The output clues me in that on my “/etc/audit/audit/rules” file, there’s an issue on line 5. Turns out, I totally missed the step to fill in the audit.rules. I was not reading close enough, I just copy – pasted the template blindly. SHAME ON ME! So be sure to actually edit this file, and read all the words in the directions.
Once updated, I knew I was on the right track when I refreshed in Wazuh dashboard, and a gang of green bars started to appear.
Checking into the Security Events again, I can finally see webshell detections come in!
Digging in and viewing the full log shows us what binary and path were executed.
Tested by running cat /etc/passwd
Nice, I can drill down specific commands being ran.
So, on one hand, I can see the obvious advantage of having such a powerful tool as Wazuh. Previously, I began initial setup and tested failed authentication login detection by brute forcing creds. This month, I pushed it a bit further and was able to detect attacks such as hoaxshell and webshells. But on the other hand, I feel like I was kind of surprised at just how much effort needed to take place to set up the rules and configuration. I didn’t even get to the part of setting up mail notifications. Either way, it’s an incredible tool for anyone to configure and learn the ins-and-outs of it. Maybe commercial tools are easier to configure or come with a tiny personal SIEM engineer dude to configure everything perfectly.
Well, I think this should conclude my 3-part Blue side adventure for now. What I find really interesting now, is how (in many ways) similar a SIEM is to a C2….

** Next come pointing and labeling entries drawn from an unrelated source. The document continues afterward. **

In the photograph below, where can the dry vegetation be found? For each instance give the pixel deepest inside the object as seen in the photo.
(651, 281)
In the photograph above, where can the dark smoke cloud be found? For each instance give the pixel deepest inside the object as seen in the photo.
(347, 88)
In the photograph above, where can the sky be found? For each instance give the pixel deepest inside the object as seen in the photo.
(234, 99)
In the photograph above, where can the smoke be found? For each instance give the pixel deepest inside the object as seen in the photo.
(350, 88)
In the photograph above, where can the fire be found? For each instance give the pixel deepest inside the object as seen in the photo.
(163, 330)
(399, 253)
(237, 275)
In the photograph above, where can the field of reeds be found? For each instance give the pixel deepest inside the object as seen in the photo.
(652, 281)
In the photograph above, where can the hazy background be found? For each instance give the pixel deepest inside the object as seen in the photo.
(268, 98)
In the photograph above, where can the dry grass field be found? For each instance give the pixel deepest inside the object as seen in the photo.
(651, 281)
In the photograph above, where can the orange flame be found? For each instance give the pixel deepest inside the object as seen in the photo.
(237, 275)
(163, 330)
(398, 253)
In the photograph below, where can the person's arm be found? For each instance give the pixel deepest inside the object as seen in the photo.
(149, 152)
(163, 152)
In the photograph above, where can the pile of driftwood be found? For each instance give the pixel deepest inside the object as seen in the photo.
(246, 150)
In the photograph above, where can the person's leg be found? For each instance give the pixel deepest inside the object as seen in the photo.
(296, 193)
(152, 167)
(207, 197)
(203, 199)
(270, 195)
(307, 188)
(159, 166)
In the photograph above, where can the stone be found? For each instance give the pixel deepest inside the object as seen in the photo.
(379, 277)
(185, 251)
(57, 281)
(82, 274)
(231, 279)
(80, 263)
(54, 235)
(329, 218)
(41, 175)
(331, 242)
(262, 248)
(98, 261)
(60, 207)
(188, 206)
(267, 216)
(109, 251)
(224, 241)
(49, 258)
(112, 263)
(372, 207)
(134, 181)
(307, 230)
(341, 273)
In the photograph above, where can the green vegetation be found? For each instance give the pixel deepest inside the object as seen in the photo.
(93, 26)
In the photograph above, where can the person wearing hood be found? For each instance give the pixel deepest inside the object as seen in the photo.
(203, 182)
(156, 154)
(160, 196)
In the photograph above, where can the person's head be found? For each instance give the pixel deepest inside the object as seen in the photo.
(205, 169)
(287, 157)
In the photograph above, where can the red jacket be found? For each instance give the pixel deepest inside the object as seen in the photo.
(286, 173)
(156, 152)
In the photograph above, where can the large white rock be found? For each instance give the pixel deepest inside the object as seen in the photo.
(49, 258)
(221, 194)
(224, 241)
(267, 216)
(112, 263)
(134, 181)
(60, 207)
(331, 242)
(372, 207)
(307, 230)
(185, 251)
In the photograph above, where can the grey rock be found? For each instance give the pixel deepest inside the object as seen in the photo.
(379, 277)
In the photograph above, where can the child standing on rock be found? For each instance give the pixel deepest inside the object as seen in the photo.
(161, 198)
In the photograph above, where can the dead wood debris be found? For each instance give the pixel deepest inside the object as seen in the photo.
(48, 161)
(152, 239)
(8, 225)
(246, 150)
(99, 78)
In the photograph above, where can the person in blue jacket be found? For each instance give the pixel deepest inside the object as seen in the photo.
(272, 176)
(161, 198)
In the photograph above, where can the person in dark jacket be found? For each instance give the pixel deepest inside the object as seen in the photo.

Both have their frameworks, both have agents, and both have some sort of ruleset / conditions, just one is for detection, and one is for stealth. Either way, I’m ready to get back to my malware studies 😊
I’ll again leave some extra helpful links below:
Straight out the box, Wazuh is likely not configured exactly the way I wanted to be. Browse this resource for more helpful rules:
https://github.com/socfortress/Wazuh-Rules
Use cases / malware detection:
https://documentation.wazuh.com/current/getting-started/use-cases/index.html
https://documentation.wazuh.com/current/getting-started/use-cases/malware-detection.html
https://documentation.wazuh.com/current/proof-of-concept-guide/index.html
By the way, anyone catch that Nebraska vs Colorado game?….. yyyyiiiikkkkes!